No mês, os índices de moedas e ações foram impulsionados por uma rotação global de portfólios que elegeu o Brasil como destino preferido entre os mercados emergentes, segundo analistas. “Isso se deu em um cenário em que o dólar perdia força e a política tarifária de Trump tornava os mercados desenvolvidos menos previsíveis”, afirma Rhuan Palma, especialista em investimentos.
No cenário doméstico, o dia foi marcado pela divulgação do Índice de Preços ao Consumidor Amplo-15, a prévia oficial da inflação no país, que registrou alta de 0,84% em fevereiro. O resultado veio acima das expectativas do mercado e indicou aceleração no ritmo dos preços, principalmente no setor de educação.

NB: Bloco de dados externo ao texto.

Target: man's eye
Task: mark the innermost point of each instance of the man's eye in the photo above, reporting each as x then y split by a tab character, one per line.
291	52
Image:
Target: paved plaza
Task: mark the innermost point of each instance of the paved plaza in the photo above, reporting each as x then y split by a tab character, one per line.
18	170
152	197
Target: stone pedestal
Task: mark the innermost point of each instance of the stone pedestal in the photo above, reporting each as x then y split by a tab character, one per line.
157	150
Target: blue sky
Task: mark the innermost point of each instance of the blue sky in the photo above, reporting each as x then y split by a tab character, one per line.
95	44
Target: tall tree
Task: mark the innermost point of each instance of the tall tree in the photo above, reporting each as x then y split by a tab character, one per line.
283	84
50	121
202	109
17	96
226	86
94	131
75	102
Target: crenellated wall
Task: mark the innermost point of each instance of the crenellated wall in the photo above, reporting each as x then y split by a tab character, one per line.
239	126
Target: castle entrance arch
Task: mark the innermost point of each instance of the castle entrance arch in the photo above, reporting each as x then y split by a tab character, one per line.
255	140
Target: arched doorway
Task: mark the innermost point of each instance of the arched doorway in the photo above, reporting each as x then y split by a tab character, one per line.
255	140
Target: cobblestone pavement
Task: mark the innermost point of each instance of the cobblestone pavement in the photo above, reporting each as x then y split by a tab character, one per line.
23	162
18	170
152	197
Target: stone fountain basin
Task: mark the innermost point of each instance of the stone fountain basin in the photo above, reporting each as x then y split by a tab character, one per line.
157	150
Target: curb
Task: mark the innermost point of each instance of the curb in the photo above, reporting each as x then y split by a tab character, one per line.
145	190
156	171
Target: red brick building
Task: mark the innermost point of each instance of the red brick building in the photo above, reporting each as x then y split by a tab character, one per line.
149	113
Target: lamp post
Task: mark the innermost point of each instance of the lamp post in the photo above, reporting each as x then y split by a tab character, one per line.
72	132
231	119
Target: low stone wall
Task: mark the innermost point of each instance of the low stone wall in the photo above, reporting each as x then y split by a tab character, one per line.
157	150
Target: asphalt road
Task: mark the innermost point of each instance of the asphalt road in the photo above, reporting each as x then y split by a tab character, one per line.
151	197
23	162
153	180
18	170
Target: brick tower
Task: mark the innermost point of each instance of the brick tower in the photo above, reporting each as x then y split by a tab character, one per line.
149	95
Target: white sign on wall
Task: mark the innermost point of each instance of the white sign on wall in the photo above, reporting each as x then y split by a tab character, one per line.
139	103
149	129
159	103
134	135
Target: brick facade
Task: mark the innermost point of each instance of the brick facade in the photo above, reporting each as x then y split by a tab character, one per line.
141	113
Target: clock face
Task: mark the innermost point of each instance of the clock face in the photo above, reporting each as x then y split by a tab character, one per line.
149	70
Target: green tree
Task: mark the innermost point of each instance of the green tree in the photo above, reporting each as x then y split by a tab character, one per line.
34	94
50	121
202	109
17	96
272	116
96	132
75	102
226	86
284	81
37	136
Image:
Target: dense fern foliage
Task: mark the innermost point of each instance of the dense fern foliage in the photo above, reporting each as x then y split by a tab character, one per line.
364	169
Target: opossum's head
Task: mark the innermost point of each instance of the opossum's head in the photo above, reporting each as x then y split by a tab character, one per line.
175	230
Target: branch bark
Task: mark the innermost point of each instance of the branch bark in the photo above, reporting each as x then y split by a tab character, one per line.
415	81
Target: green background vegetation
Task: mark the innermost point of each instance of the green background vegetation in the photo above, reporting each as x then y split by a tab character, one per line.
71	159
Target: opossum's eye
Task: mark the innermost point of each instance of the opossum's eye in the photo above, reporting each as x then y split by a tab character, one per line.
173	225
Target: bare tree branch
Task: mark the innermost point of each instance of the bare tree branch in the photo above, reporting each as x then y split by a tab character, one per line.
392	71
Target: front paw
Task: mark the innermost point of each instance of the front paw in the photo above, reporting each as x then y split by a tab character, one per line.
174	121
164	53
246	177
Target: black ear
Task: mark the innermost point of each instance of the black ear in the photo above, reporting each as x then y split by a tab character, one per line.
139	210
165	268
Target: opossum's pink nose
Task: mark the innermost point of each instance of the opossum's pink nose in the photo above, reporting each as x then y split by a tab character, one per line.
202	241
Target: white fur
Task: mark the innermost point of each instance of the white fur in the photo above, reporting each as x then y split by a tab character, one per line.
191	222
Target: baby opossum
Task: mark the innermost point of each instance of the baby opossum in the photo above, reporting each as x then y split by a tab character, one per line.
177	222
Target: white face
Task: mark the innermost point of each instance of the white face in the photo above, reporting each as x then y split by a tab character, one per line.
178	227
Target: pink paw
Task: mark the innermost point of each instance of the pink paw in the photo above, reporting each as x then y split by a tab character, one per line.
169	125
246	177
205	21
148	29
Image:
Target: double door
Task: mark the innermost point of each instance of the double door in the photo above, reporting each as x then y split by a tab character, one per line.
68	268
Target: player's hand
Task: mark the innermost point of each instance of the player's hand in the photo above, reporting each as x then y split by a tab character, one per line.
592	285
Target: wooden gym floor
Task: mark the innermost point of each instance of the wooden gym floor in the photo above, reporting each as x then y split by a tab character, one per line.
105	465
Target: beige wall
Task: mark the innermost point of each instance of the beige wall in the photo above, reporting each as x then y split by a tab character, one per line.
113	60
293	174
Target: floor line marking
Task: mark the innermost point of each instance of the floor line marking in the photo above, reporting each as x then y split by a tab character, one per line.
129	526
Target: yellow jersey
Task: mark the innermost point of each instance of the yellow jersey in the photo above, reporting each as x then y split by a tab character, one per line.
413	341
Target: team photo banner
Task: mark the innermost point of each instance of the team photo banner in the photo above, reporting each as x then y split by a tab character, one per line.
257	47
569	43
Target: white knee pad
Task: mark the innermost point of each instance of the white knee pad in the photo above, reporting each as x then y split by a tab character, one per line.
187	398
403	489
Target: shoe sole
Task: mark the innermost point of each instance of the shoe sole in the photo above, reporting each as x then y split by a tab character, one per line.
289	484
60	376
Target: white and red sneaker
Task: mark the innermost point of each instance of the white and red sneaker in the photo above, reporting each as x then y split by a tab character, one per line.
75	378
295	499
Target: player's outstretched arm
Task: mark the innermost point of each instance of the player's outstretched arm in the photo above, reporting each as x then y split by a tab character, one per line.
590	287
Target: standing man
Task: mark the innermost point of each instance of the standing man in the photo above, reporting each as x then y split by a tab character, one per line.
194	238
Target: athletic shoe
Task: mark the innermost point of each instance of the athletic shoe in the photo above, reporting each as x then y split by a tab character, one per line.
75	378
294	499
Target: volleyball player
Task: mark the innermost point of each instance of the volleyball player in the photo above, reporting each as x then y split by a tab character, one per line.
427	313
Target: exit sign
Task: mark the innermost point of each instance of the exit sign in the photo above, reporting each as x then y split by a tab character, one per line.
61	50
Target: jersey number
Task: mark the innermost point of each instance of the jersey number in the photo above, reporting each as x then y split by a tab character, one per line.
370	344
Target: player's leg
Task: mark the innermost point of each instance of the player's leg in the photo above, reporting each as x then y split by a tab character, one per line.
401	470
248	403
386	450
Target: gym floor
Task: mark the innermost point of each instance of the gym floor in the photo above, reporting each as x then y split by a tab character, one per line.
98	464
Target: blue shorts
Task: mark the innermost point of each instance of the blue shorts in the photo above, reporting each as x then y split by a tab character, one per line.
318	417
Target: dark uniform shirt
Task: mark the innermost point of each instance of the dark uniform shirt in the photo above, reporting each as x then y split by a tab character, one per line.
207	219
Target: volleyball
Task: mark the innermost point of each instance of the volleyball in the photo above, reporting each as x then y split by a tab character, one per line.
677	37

A aceleração do IPCA-15 adicionou um componente extra de volatilidade no ambiente, mas, ainda assim, a baixa de hoje no Ibovespa pode ser interpretada como uma acomodação natural dos preços, acompanhada de uma leve realização de lucros. “Esse comportamento tende a persistir até que surjam novos gatilhos — internos ou externos — capazes de gerar um impulso mais significativo nos preços”, comenta Rafael Pastorello, portfolio manager do Banco Sofisa.

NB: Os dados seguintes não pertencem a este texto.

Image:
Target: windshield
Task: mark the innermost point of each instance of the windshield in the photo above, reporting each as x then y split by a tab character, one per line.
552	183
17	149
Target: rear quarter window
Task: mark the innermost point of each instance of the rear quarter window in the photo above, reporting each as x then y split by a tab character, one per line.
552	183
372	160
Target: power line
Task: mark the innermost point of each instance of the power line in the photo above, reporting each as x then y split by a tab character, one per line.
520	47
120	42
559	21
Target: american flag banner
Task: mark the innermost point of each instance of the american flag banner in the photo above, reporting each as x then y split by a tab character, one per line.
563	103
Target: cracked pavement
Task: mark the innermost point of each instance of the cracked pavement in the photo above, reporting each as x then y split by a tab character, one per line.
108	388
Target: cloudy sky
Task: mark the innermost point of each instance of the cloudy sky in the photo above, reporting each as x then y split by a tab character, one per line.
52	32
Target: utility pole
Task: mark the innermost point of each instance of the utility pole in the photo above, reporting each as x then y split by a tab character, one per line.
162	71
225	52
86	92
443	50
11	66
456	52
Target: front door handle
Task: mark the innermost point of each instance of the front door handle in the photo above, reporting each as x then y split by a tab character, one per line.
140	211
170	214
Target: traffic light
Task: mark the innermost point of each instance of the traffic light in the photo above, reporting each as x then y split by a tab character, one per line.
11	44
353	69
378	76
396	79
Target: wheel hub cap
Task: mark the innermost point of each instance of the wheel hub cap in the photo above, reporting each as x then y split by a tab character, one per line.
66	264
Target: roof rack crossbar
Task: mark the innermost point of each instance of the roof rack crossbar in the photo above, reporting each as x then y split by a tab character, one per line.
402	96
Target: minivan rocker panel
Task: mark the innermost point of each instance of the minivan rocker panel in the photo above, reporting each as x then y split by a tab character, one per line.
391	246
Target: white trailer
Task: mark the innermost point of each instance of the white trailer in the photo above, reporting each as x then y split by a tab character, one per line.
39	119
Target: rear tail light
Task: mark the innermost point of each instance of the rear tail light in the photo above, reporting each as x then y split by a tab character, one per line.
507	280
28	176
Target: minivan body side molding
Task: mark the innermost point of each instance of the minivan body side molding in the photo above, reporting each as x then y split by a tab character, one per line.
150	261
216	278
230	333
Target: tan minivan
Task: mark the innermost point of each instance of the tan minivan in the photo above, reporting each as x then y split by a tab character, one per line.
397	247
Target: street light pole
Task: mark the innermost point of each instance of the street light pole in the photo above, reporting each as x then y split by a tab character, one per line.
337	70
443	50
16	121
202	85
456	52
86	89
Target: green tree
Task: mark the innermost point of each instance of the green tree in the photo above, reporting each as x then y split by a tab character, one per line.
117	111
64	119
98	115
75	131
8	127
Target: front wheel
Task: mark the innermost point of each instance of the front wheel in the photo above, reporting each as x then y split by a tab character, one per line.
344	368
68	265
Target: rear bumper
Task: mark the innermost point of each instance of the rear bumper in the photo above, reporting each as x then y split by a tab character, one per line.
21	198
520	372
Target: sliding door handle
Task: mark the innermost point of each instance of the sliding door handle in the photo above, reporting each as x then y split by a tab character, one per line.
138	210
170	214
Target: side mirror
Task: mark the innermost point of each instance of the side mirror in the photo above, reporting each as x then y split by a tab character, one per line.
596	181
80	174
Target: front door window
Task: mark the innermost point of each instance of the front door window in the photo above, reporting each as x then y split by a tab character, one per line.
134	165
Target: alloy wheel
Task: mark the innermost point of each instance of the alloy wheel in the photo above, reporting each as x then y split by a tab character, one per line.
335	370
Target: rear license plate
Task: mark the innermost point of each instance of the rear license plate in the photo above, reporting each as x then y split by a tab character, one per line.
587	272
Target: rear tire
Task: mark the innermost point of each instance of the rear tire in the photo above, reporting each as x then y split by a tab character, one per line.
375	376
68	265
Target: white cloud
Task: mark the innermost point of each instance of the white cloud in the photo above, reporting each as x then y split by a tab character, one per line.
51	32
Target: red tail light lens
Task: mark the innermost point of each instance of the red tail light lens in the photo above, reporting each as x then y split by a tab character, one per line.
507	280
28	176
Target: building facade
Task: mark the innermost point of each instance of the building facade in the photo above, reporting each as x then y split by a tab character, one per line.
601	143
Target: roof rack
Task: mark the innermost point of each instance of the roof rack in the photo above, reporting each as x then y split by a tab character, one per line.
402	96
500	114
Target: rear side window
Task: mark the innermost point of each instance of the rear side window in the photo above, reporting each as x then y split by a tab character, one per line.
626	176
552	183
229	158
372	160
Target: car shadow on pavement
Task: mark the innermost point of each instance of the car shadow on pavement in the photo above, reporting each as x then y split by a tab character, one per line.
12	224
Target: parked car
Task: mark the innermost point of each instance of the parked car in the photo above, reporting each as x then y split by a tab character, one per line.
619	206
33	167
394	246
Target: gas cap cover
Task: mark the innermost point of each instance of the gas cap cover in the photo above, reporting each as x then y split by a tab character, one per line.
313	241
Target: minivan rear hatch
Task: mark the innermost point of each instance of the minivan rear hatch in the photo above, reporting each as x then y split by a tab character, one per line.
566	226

Entre as ações de peso no principal índice da B3, os bancos operaram majoritariamente no negativo. O Santander (SANB11) liderou as perdas, com baixa de 2,70%, seguido pelo Itaú (ITUB4), que recuou 1,87%. O Banco do Brasil (BBAS3) caiu 1,21%, enquanto o Bradesco (BBDC4) nadou em direção contrária e teve valorização de 0,81%.